The absurd, stranger-than-fiction story of the Kray brothers–the twin gangsters in 1960s London–is a fascinating tale that seems fittingly-appropriate for the big screen. There’s sex, scandal, murder, gangsters—all staples of any great crime film. But Brian Helgeland’s Legend, starring Tom Hardy as both twins, sets up an intriguing, brutal world that gets too focused on telling all of the greatest hits for it to have any drive of its own.
It’s an odd thing to have to review two different performances from the same actor in one movie. Tom Hardy visually nails both of the twins, Reggie and Ronald, with stunning accuracy. However, the two twins are vastly different. Reggie is more level-headed, he courts—and later marries—Frances (Emily Browning). In terms of character, Reggie is actually more of the challenge because he changes, grows, and falls throughout the film, allowing for a more interesting arc than that of Ronald, who remains violent, unpredictable, and characteristically static the whole film.
But perhaps it says more about how the character was written rather than Hardy, as he is a staunchly intriguing person—a violent, self-denying homosexual who also happens to be clinically insane. Yet having both on screen at the same time is executed well, resulting in fun scenes that up the ante on the little-used technique.
While Reggie is seen with Frances and getting the criminal empire going, Ronnie is messing everything up, causing tension between the two. Just in that sentence, I outlined four threads of storyline that Helgeland ((a veteran of crime films, as he wrote the classic L.A. confidential)) tries to wrangle into a fluid film, but as he tries to highlight each of them, we don’t get deep into the substance of the threads. What makes its focus even more confusing is a continuous narration from Frances, which in most cases would slate her as the main character or focal point of the film, but she isn’t. Nonetheless, Browning gives a solid performance as the conflicted lover struggling to find solace in having a gangster for a beau.

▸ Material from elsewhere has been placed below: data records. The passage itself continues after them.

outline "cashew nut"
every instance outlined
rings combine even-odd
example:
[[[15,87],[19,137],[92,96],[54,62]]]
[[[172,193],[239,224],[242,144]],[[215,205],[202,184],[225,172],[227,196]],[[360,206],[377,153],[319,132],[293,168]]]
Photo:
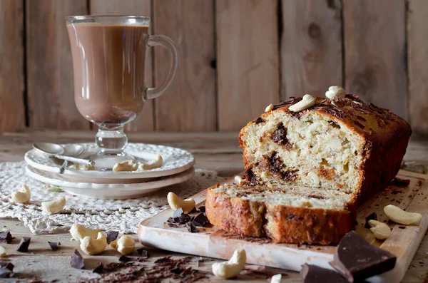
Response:
[[[310,94],[305,94],[303,98],[296,104],[292,105],[288,108],[290,111],[299,112],[307,109],[315,105],[317,99]]]
[[[96,238],[98,232],[100,232],[100,230],[98,229],[86,228],[83,225],[77,223],[74,223],[71,226],[71,228],[70,228],[71,237],[78,242],[80,242],[81,239],[86,236],[89,236],[91,238]]]
[[[30,188],[26,184],[22,185],[21,190],[12,192],[12,200],[14,200],[14,202],[22,204],[29,203],[31,197],[31,193],[30,192]]]
[[[95,170],[95,167],[88,165],[87,164],[73,164],[72,165],[68,166],[68,169],[76,169],[76,170]]]
[[[168,205],[170,205],[170,207],[174,211],[178,208],[181,208],[184,213],[189,213],[196,205],[195,200],[193,198],[182,200],[173,192],[168,192],[166,198],[168,199]]]
[[[273,109],[273,104],[269,104],[266,109],[265,109],[265,112],[270,112]]]
[[[281,274],[275,274],[270,278],[270,283],[280,283],[282,275]]]
[[[307,173],[307,177],[312,181],[313,185],[316,186],[320,185],[320,177],[315,172],[310,171]]]
[[[407,212],[392,205],[384,207],[384,212],[391,220],[404,225],[417,223],[422,220],[422,215],[420,213]]]
[[[384,222],[371,220],[369,220],[369,225],[372,227],[370,231],[374,234],[376,239],[384,240],[391,235],[391,229]]]
[[[115,240],[110,243],[110,247],[116,249],[122,254],[131,254],[136,247],[136,241],[127,235],[121,237],[119,240]]]
[[[235,180],[236,182],[242,182],[242,181],[244,180],[244,179],[243,179],[243,177],[242,177],[240,175],[237,175],[236,176],[235,176],[235,178],[234,178],[234,179],[235,179]]]
[[[66,206],[66,198],[61,197],[58,200],[52,200],[50,202],[41,202],[41,209],[43,211],[49,214],[58,213],[62,210]]]
[[[4,249],[4,247],[0,246],[0,257],[6,257],[6,249]]]
[[[151,170],[155,168],[158,168],[162,167],[162,164],[163,163],[163,160],[162,159],[162,155],[158,155],[155,159],[153,160],[146,162],[146,163],[140,163],[140,166],[143,170]]]
[[[223,279],[235,277],[245,266],[247,255],[243,249],[235,249],[228,262],[215,262],[213,264],[214,275]]]
[[[137,169],[138,169],[138,163],[131,159],[116,163],[113,166],[113,170],[115,172],[136,171]]]
[[[81,240],[81,249],[87,254],[98,254],[103,252],[107,247],[107,238],[99,232],[96,238],[86,236]]]
[[[337,86],[332,86],[328,88],[328,91],[325,92],[325,96],[330,99],[333,99],[335,97],[345,97],[346,91],[343,88]]]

1960s London is brought meticulously to life, soon to be destroyed by Ronnie in scenes that are starkly violent as they seem to be going more for shock-value than substance. These scenes are sometimes fun, highlighting Ronnie’s violent, insane side, they offer little else. The rest of the cast thankfully delivers, keeping up with Hardy. With parts from David Thewlis, Taron Egerton, and Paul Bettany, they help take some of the spotlight from Hardy, but due to the films lack of focus, they often feel underdeveloped, simple plot devices and we do not receive any information about their lives after the events of the film during the closing moments.
Legend is not destined to be one of the great gangster films, though it tries hard to be. In what could have been a truly fine “double trouble” film, there seems to be more trouble than anything else. As Hardy outacts one of two roles, Helgeland cannot cope with this scale of a film this size as he lets numerous plots get the best of him as he tries to at least draw them together for clumsy conclusion.